I appreciate the fact that just calling all the dishes “Asian” can make it seem  more approachable for those who are unfamiliar with the breakdown of different countries and cultures. But what you miss is the nuance and beauty that lies in each one.

From my own personal experience, trying to break out of the box that I’ve been frequently placed in has been a recurring theme in both my personal and professional life!

That overview approach can deprive you of appreciating the many varied forms of Asian cuisine. When you look at it, these countries and their cultures have stark differences – just like different roles in RevOps.

Containing multitudes 

Our team  broke down what it takes to own and manage a RevOps technology ALONE. It blew people’s minds how many different types of skills and forms of management are involved: business requirements, stakeholder management, functional requirements, technical specs, project management, development, QA testing, release management, training, documentation, support, etc. That doesn’t even account for the data analytics, process, enablement, or stakeholder management portion of it. 

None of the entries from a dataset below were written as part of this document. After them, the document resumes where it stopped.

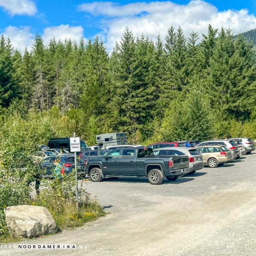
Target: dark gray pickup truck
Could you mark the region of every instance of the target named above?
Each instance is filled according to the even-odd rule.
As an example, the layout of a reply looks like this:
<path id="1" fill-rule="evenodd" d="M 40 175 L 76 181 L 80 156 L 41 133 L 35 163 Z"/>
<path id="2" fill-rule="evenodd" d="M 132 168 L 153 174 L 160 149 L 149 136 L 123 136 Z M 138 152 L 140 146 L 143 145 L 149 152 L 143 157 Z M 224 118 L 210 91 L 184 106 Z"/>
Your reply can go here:
<path id="1" fill-rule="evenodd" d="M 151 148 L 143 146 L 120 148 L 101 157 L 89 159 L 86 173 L 92 181 L 100 181 L 107 177 L 147 177 L 154 185 L 164 177 L 174 180 L 183 175 L 189 167 L 187 156 L 156 157 Z"/>

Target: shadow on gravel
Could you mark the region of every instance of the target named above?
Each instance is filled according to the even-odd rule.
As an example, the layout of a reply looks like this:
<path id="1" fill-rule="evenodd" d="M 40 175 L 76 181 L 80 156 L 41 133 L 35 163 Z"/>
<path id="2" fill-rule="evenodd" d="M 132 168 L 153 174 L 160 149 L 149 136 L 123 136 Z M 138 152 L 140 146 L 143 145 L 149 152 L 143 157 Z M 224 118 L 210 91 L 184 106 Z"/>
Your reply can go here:
<path id="1" fill-rule="evenodd" d="M 146 178 L 136 177 L 130 178 L 129 177 L 107 177 L 102 180 L 103 182 L 126 182 L 127 183 L 148 183 L 148 180 Z"/>
<path id="2" fill-rule="evenodd" d="M 241 161 L 238 161 L 238 162 L 241 162 Z M 232 163 L 233 161 L 232 161 Z M 235 163 L 237 163 L 236 162 Z M 222 167 L 231 167 L 231 166 L 234 166 L 235 164 L 232 164 L 232 163 L 224 163 L 223 166 L 218 166 L 218 168 L 222 168 Z"/>
<path id="3" fill-rule="evenodd" d="M 194 177 L 199 177 L 200 176 L 202 176 L 203 175 L 205 175 L 206 174 L 207 174 L 207 172 L 198 172 L 198 171 L 197 171 L 194 174 L 191 174 L 191 175 L 189 175 L 189 174 L 186 174 L 185 176 L 185 177 L 191 177 L 192 178 L 193 178 Z"/>
<path id="4" fill-rule="evenodd" d="M 112 207 L 113 207 L 113 205 L 111 205 L 111 204 L 110 205 L 108 205 L 108 206 L 102 206 L 102 209 L 106 209 L 109 208 L 111 208 Z"/>
<path id="5" fill-rule="evenodd" d="M 191 181 L 191 180 L 195 180 L 194 178 L 187 177 L 187 176 L 179 177 L 176 180 L 174 180 L 173 181 L 168 180 L 164 180 L 161 185 L 164 185 L 165 184 L 180 184 L 181 183 L 184 183 L 185 182 L 188 182 L 188 181 Z"/>

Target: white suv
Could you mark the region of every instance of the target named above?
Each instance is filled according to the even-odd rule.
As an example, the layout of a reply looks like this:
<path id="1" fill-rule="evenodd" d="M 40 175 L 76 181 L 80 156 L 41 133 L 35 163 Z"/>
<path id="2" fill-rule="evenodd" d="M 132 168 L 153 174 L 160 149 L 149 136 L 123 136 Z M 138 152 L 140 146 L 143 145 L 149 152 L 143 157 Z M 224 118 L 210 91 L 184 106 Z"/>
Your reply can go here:
<path id="1" fill-rule="evenodd" d="M 204 168 L 204 161 L 202 154 L 195 148 L 186 147 L 162 148 L 153 151 L 155 156 L 168 157 L 185 154 L 189 157 L 189 168 L 185 173 L 194 174 L 196 171 Z"/>
<path id="2" fill-rule="evenodd" d="M 252 151 L 255 150 L 255 145 L 251 138 L 236 138 L 235 140 L 239 140 L 244 144 L 246 154 L 250 154 Z"/>

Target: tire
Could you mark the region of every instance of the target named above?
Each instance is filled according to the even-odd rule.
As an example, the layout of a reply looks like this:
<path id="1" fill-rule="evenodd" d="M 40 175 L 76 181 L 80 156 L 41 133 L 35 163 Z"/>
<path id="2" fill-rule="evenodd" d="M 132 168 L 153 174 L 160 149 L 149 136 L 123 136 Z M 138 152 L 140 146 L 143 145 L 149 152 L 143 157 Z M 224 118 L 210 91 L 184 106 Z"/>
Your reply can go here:
<path id="1" fill-rule="evenodd" d="M 189 174 L 189 175 L 192 175 L 194 174 L 196 172 L 196 171 L 192 171 L 192 172 L 188 172 L 187 174 Z"/>
<path id="2" fill-rule="evenodd" d="M 166 176 L 166 179 L 171 181 L 176 180 L 178 177 L 179 176 Z"/>
<path id="3" fill-rule="evenodd" d="M 218 161 L 215 158 L 210 158 L 208 161 L 207 164 L 211 168 L 217 167 L 218 165 Z"/>
<path id="4" fill-rule="evenodd" d="M 93 168 L 90 172 L 90 180 L 93 182 L 99 182 L 102 179 L 101 170 L 99 168 Z"/>
<path id="5" fill-rule="evenodd" d="M 163 173 L 158 169 L 153 169 L 148 172 L 148 179 L 149 183 L 153 185 L 161 184 L 163 180 Z"/>

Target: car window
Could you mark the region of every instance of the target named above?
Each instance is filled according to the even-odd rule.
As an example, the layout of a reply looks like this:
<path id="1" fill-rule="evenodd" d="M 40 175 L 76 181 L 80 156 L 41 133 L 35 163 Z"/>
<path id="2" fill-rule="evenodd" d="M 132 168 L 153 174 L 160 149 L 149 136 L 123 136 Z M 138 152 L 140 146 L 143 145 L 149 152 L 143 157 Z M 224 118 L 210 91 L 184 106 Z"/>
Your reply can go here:
<path id="1" fill-rule="evenodd" d="M 233 145 L 233 146 L 236 146 L 236 143 L 234 141 L 230 141 L 229 143 Z"/>
<path id="2" fill-rule="evenodd" d="M 107 154 L 107 152 L 105 152 L 105 151 L 99 151 L 99 155 L 101 157 L 104 156 L 105 154 Z"/>
<path id="3" fill-rule="evenodd" d="M 51 151 L 45 151 L 44 154 L 47 156 L 55 155 L 55 154 Z"/>
<path id="4" fill-rule="evenodd" d="M 178 150 L 174 150 L 174 155 L 175 156 L 183 156 L 186 155 L 185 154 L 182 152 L 180 152 Z"/>
<path id="5" fill-rule="evenodd" d="M 97 157 L 98 152 L 97 152 L 97 151 L 92 151 L 90 152 L 90 154 L 89 155 L 90 157 Z"/>
<path id="6" fill-rule="evenodd" d="M 221 149 L 222 151 L 229 151 L 229 149 L 225 146 L 221 147 Z"/>
<path id="7" fill-rule="evenodd" d="M 196 149 L 189 149 L 189 151 L 190 154 L 192 156 L 196 156 L 200 154 L 200 153 Z"/>
<path id="8" fill-rule="evenodd" d="M 111 157 L 112 158 L 119 158 L 120 156 L 120 149 L 113 150 L 108 155 L 110 157 Z"/>
<path id="9" fill-rule="evenodd" d="M 66 163 L 75 163 L 75 157 L 66 157 L 64 159 Z"/>
<path id="10" fill-rule="evenodd" d="M 212 148 L 209 147 L 208 148 L 209 152 L 212 153 L 213 152 L 221 152 L 221 150 L 219 148 L 217 148 L 215 147 L 212 147 Z"/>
<path id="11" fill-rule="evenodd" d="M 192 147 L 194 147 L 196 145 L 195 142 L 189 142 L 189 144 L 190 144 L 190 145 Z"/>
<path id="12" fill-rule="evenodd" d="M 197 150 L 199 151 L 200 154 L 205 154 L 206 153 L 208 152 L 207 148 L 198 148 Z"/>
<path id="13" fill-rule="evenodd" d="M 51 157 L 47 157 L 42 160 L 42 163 L 48 163 L 51 162 Z"/>
<path id="14" fill-rule="evenodd" d="M 124 149 L 123 150 L 122 158 L 133 158 L 134 155 L 134 149 Z"/>
<path id="15" fill-rule="evenodd" d="M 166 144 L 166 147 L 174 147 L 174 146 L 175 145 L 175 144 L 172 143 L 169 143 L 169 144 Z"/>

RevOps was created as a catch-all for things that were not traditionally covered by marketing and sales functions. RevOps is responsible for ensuring that:

  • The product or service is being sold to the right people.
  • People on the front lines are properly trained and enabled.
  • They are provided with the right tools and processes. 
  • They are given the best possible chance to succeed,

RevOps is an all-encompassing function that – when done right – results in alignment and harmonious interactions across the organization. As the responsibility extends across departments and jobs, It calls for a wide range of skill sets:

  • Technical skills: to be capable of using RevOps tools and technical systems
  • Analytical skills to know what data to look at and how to make sense of it 
  • Communication skills to communicate their interpretations to stakeholders 
  • Strategic skills to align departments and effect necessary changes 
  • Management skills to manage third party firms that manage their technology
  • People skills to hire and recruit people with varied skills sets and personality types and work alongside them 

Literally, in a single day, you might have to present to the board, write requirements for a salesforce admin, navigate SQL tables, and rally a sales team. You’ll go from creating compensation plans to having to convince the marketing team that they are losing money by focusing on the wrong segment. 

Navigating the nuance is the job 

You need to make people successful that don’t even know, and therefore don’t truly value, all that you enable for them. That entails having to grasp and convey  gray area and nuance.

While we have worked hard as an industry to make go-to-market a data-driven science, there is still a lot of nuance. Working through all that requires a ton of trust and chemistry built with stakeholders. 

I see so many firms and outsiders try to put a script, formula, or playbook around RevOps. Quite frankly, I think this is a disservice to these complex teams  and people. 

Great RevOps teams are diverse. They know where and how to navigate nuance. They know where to apply their time and creativity. They know how to identify, scale, and delegate parts of it that don’t require this.

Having a playbook or script in the early days is certainly a good way to get the function started, but it’s not something that can carry you through scaling up in the long term. Scaling up is about knowing WHICH play to run and why you take it and how you implement it.

This takes not only familiarity with best practices but also intimate knowledge of the business that you are in, the personalities involved, and the culture they are working in that is unique to them. It takes equity and trust built over time and multiple battles. 

Understanding RevOps roles

That’s why trying to outsource your entire RevOps team is a mistake. The highest performing, most efficient RevOps teams know when to hire full-time and when to hire fractionally. It’s about understanding the strengths and weaknesses of your team.

It’s about understanding what it takes to win in your space. In general, I recommend anything that requires specific domain expertise and/or frequent stakeholder alignment to stay in-house. Tasks that are repeatable or those that can be completed asynchronously are prime candidates for fractional hires.

RevOps needs to be unbundled to to continue to evolve and to be fully understood as business functions come to depend on its function more. The key to successful RevOps is not reducing; it’s the opposite – recognizing the beauty of multiplicity. 

Recognize it. Speak to it. More meaningful impact can be made together when you don’t try to box in RevOps.